Jombang (Kabarpas.com) – Sidang pleno dengan agenda pembahasan tata tertib (tatib) Muktamar NU ke-33. Yang sebelumnya sempat molor beberapa kali, lantaran adanya pro dan kontra terkait mekanisme pemilihan Rais Aam akhirnya tuntas. Bahkan, pada bab VII pasal 19 yang berisi mengenai metode pemilihan dengan sistem Ahwa terpaksa dihilangkan, lantaran hal inilah yang menyebabkan sidang pleno ‘deadlock’.
“Barusan kami melakukan pertemuan dengan sejumlah Kiyai sepuh. Dalam pertemuan itu, menghasikan beberapa hal. Diantaranya yaitu untuk dihilangkannya pasal 19 dalam tatib muktamar, dan dikembalikan ke AD/ART,” kata Plt Rais Aam PBNU, KH Mustofa Bisri dihadapan ribuan muktamirin yang hadir di dalam arena sidang. Senin, (03/08/2015).
Pria yang akrab disapa Gus Mus ini menjelaskan, Apabila ada pasal yang belum disepakati dalam muktamar. Yakni, tentang Rais Aam dan tidak bisa musyawarah mufakat.
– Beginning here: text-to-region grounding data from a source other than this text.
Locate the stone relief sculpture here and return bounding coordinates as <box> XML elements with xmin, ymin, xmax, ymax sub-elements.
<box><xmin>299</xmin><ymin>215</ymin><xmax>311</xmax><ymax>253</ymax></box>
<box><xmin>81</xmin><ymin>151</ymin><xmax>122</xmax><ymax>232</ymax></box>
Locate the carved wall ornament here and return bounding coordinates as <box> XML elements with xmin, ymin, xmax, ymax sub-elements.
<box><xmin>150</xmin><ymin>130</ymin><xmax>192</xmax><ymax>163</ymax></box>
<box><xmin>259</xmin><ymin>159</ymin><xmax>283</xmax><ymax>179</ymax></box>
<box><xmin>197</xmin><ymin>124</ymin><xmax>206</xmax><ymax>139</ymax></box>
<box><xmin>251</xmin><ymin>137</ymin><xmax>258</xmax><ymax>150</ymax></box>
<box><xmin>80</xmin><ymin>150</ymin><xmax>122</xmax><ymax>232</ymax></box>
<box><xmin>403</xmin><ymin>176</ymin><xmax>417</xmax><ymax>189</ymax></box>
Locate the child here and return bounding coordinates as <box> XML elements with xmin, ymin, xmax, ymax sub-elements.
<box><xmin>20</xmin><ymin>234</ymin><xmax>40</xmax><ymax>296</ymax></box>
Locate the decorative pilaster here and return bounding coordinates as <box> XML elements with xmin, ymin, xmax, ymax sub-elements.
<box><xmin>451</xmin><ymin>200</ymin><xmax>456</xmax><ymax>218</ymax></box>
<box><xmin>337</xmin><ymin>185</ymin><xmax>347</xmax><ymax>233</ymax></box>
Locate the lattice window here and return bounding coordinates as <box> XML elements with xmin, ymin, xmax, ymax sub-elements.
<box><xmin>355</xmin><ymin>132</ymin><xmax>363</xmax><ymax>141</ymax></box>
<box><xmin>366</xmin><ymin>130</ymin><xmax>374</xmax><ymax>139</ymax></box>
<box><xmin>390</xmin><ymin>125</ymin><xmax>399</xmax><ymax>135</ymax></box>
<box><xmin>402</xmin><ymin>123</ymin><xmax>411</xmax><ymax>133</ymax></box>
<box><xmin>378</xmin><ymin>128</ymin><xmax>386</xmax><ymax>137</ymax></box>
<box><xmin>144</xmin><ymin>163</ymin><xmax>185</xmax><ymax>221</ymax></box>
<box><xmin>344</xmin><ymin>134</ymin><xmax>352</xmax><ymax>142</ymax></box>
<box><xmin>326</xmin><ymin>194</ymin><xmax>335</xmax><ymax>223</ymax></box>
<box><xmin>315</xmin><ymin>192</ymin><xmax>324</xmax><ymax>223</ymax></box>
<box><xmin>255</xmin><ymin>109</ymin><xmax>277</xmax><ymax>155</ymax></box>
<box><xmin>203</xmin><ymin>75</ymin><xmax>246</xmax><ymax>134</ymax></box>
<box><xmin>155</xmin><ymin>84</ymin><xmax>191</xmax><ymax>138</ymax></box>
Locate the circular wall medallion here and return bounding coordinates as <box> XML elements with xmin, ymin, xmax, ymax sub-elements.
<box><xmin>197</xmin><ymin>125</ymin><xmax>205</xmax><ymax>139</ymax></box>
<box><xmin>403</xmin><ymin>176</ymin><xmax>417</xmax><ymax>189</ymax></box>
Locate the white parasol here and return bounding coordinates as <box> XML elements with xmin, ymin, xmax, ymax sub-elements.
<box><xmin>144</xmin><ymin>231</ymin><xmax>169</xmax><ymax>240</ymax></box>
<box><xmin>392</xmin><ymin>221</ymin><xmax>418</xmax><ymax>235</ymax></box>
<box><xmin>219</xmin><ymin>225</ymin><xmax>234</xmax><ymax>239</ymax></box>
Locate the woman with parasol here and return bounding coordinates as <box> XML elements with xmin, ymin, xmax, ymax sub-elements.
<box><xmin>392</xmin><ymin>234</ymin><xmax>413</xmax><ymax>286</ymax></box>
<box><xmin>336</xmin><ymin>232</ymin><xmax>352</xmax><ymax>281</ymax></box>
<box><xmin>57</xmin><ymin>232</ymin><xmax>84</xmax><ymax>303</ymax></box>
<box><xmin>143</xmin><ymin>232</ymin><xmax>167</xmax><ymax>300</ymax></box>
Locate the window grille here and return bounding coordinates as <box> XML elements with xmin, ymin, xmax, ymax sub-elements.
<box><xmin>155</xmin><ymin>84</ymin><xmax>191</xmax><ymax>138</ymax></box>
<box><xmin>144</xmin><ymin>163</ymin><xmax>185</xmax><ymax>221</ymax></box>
Maka akan dilakukan pemungutan suara oleh seluruh Rais Syuriah yang hadir dalam Muktamar ini.
Pada kesempatan itu, Gus Mus juga menyampaikan keprihatinannya atas terjadinya kegaduhan dalam arena sidang pleno pada Minggu (02/08/2015) tadi semalam.
“Saya merasa gagal mewakili Almarhum Kiai Sahal menjadi Rais Aam,” kata Gus Mus dengan nada lirih dan terbata-bata serta meneteskan air mata di hadapan para muktamirin.
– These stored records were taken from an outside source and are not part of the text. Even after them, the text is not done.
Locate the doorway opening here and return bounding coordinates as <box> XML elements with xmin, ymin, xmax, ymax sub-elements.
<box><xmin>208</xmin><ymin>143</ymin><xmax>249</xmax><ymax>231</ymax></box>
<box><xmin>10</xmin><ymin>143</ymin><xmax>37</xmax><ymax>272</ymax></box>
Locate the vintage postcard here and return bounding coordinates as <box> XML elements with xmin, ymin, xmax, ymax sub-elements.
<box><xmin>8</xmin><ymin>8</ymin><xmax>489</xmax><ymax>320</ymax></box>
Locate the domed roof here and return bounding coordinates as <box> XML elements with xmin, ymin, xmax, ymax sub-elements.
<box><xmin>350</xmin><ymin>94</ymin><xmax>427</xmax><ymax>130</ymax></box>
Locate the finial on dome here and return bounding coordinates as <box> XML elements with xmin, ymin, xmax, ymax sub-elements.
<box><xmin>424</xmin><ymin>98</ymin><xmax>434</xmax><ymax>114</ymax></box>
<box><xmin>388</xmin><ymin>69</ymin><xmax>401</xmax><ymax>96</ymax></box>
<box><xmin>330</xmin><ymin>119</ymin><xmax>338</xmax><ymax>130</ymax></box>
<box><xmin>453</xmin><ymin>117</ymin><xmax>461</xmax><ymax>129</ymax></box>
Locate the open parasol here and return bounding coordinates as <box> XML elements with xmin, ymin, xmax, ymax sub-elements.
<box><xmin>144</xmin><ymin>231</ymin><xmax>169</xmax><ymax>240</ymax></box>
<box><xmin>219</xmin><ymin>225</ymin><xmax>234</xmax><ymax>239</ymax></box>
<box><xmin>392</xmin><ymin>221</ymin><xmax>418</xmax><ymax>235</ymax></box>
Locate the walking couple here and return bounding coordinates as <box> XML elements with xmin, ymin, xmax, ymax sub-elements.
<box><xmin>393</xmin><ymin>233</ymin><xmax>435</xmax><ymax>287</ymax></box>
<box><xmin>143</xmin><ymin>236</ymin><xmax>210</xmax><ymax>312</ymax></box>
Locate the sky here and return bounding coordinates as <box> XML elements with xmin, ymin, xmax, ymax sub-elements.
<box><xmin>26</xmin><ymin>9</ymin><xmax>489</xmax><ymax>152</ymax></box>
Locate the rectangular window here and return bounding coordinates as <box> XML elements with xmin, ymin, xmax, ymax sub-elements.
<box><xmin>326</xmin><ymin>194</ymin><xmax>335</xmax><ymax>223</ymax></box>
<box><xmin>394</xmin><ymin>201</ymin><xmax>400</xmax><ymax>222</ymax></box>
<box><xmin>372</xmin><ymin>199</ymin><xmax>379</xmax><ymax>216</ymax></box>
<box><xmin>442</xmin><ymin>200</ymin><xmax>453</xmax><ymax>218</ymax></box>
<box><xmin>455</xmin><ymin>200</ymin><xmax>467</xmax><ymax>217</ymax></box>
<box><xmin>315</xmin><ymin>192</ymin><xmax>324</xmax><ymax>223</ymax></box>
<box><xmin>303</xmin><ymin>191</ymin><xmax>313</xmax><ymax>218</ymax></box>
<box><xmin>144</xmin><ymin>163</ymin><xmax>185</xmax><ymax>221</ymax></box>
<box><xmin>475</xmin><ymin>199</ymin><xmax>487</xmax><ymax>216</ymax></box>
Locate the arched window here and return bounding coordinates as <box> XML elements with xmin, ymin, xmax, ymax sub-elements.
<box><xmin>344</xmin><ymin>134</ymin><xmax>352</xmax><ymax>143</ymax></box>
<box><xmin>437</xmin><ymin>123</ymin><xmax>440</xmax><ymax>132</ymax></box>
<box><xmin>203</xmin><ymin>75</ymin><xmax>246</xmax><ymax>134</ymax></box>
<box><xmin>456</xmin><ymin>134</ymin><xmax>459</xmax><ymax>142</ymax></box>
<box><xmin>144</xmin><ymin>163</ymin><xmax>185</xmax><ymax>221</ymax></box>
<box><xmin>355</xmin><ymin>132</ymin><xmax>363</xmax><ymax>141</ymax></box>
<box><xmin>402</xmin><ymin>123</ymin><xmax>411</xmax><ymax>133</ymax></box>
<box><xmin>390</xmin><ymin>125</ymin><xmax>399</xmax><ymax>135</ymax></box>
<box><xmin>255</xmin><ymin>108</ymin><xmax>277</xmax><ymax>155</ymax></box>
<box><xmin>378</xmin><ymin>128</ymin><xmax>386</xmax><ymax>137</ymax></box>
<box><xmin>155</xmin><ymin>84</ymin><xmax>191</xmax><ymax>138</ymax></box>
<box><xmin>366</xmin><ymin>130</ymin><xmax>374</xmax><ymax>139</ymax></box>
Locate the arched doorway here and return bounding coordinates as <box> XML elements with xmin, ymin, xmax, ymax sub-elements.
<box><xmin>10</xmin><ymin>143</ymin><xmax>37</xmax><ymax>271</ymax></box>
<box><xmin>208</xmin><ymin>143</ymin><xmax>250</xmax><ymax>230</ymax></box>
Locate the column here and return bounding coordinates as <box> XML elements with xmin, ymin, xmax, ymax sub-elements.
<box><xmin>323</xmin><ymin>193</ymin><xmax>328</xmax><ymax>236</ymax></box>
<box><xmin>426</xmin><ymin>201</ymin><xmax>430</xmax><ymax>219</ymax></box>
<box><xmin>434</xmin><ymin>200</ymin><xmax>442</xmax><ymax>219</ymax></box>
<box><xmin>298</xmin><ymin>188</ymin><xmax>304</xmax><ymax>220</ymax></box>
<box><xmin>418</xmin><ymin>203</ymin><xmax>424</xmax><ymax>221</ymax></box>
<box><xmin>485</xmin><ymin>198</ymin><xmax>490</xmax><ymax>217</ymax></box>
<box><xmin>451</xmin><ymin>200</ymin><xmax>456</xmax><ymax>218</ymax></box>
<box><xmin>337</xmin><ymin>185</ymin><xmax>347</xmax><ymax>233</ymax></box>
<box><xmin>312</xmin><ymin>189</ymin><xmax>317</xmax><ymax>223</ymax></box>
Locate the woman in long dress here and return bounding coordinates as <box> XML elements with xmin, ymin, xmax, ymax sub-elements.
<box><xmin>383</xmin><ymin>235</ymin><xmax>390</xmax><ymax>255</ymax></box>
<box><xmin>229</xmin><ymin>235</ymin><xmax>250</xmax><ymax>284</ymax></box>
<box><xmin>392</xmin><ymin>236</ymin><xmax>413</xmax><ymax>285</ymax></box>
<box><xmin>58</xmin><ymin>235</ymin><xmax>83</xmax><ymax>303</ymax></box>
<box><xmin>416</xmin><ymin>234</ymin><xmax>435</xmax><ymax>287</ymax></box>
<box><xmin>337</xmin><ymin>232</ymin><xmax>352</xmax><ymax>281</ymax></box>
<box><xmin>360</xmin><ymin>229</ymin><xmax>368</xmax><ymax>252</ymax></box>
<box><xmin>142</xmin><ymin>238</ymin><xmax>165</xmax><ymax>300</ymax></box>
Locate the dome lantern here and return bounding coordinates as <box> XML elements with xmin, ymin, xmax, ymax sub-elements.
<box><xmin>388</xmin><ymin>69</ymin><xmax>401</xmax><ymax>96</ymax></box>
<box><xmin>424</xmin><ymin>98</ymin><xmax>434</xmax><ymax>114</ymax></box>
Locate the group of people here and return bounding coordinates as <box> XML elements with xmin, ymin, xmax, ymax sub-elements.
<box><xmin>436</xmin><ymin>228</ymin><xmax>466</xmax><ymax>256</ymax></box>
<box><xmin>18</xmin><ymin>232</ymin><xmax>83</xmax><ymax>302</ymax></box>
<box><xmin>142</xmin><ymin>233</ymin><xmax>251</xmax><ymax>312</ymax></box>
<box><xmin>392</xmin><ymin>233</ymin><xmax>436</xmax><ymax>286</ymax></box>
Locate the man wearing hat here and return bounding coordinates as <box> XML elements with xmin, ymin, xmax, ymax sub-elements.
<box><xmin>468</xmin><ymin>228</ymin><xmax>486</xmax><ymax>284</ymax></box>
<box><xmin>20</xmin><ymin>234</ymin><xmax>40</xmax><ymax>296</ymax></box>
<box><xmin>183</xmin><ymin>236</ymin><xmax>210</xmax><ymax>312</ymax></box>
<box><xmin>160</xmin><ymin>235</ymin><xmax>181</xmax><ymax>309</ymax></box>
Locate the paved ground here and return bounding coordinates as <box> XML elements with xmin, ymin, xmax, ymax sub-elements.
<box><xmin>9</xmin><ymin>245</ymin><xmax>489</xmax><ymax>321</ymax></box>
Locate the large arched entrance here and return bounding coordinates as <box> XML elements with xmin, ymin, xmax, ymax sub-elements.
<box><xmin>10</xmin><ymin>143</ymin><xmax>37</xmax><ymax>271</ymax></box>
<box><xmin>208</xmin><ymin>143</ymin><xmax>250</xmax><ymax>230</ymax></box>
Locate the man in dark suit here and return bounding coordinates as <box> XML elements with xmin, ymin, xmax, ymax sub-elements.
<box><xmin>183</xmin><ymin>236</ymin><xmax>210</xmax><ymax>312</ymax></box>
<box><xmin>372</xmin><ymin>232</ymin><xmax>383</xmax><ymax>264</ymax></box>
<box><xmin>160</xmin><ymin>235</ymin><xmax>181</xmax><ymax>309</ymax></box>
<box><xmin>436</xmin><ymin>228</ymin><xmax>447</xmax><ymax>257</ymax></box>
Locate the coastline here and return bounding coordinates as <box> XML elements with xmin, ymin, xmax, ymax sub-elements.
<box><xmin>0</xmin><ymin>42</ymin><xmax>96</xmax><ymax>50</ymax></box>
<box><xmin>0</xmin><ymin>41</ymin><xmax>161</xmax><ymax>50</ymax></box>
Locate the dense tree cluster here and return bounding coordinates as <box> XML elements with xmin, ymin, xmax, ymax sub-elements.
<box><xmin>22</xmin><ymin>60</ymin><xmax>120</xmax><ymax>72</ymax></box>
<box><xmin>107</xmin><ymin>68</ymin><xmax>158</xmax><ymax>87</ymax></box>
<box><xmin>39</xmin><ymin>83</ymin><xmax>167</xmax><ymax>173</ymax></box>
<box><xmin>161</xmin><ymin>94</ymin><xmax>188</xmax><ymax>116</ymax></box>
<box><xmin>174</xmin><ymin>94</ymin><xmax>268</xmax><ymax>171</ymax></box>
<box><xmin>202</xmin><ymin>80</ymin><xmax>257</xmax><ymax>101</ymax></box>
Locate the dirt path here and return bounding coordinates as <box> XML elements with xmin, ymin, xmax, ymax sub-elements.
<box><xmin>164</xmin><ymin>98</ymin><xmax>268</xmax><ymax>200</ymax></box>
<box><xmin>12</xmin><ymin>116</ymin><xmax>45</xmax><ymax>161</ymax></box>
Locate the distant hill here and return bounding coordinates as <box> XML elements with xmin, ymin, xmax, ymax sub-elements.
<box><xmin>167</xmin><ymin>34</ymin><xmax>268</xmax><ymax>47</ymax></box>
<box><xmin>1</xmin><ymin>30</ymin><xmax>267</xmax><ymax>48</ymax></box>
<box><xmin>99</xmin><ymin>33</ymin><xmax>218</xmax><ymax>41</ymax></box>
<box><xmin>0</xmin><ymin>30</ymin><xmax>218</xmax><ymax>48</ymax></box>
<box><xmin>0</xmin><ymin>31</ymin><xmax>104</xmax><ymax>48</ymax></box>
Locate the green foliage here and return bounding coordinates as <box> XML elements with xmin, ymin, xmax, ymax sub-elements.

Sementara itu, Slamet Effendy Yusuf yang bertugas sebagai pimpinan sidang menawarkan kepada para muktamirin terkait dihilangkannya pasal 19 tersebut. Dan seketika penawaran Slamet ini langsung dijawab dengan sepakat oleh para peserta muktamar.
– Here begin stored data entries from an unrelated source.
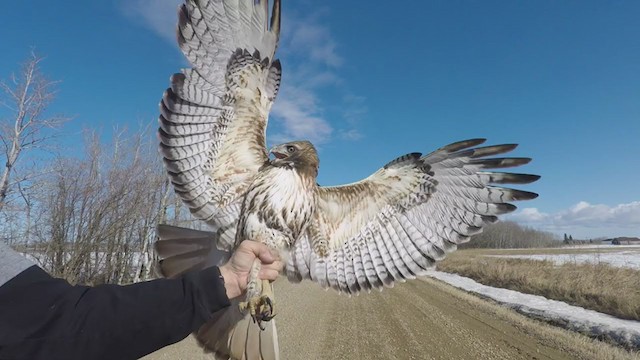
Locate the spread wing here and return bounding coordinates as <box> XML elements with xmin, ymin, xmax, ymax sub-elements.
<box><xmin>286</xmin><ymin>139</ymin><xmax>540</xmax><ymax>294</ymax></box>
<box><xmin>159</xmin><ymin>0</ymin><xmax>282</xmax><ymax>250</ymax></box>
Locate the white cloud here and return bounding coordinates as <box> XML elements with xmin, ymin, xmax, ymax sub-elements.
<box><xmin>287</xmin><ymin>19</ymin><xmax>343</xmax><ymax>67</ymax></box>
<box><xmin>119</xmin><ymin>2</ymin><xmax>365</xmax><ymax>145</ymax></box>
<box><xmin>507</xmin><ymin>201</ymin><xmax>640</xmax><ymax>238</ymax></box>
<box><xmin>556</xmin><ymin>201</ymin><xmax>640</xmax><ymax>227</ymax></box>
<box><xmin>508</xmin><ymin>207</ymin><xmax>549</xmax><ymax>223</ymax></box>
<box><xmin>269</xmin><ymin>11</ymin><xmax>345</xmax><ymax>144</ymax></box>
<box><xmin>269</xmin><ymin>85</ymin><xmax>332</xmax><ymax>143</ymax></box>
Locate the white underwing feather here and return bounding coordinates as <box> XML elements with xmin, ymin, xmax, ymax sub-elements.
<box><xmin>159</xmin><ymin>0</ymin><xmax>282</xmax><ymax>256</ymax></box>
<box><xmin>287</xmin><ymin>139</ymin><xmax>538</xmax><ymax>294</ymax></box>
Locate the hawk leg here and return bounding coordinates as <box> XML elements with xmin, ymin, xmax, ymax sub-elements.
<box><xmin>238</xmin><ymin>259</ymin><xmax>276</xmax><ymax>330</ymax></box>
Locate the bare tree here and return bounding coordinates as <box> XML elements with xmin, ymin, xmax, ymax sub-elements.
<box><xmin>0</xmin><ymin>54</ymin><xmax>203</xmax><ymax>285</ymax></box>
<box><xmin>0</xmin><ymin>51</ymin><xmax>69</xmax><ymax>213</ymax></box>
<box><xmin>23</xmin><ymin>127</ymin><xmax>188</xmax><ymax>284</ymax></box>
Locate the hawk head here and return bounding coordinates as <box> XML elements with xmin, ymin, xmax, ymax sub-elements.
<box><xmin>269</xmin><ymin>140</ymin><xmax>319</xmax><ymax>178</ymax></box>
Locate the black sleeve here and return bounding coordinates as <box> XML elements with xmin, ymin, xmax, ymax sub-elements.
<box><xmin>0</xmin><ymin>265</ymin><xmax>231</xmax><ymax>360</ymax></box>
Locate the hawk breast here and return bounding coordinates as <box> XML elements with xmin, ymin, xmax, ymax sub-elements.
<box><xmin>238</xmin><ymin>165</ymin><xmax>316</xmax><ymax>248</ymax></box>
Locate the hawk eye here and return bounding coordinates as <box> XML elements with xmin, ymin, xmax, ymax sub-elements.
<box><xmin>286</xmin><ymin>146</ymin><xmax>296</xmax><ymax>153</ymax></box>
Untuk diketahui, pasal 19 dalam Tatib Muktamar ini memang begitu menyedot perhatian muktamirin yang hadir dari berbagai pelosok hingga perkotaan di seluruh Nusantara. Pasalnya, pada pasal tersebut membahas mengenai Ahlul Halli wal ‘Aqdi (Ahwa) yang merupakan sebagai salah satu metode pemilihan Rois Aam PBNU. (abu/sym).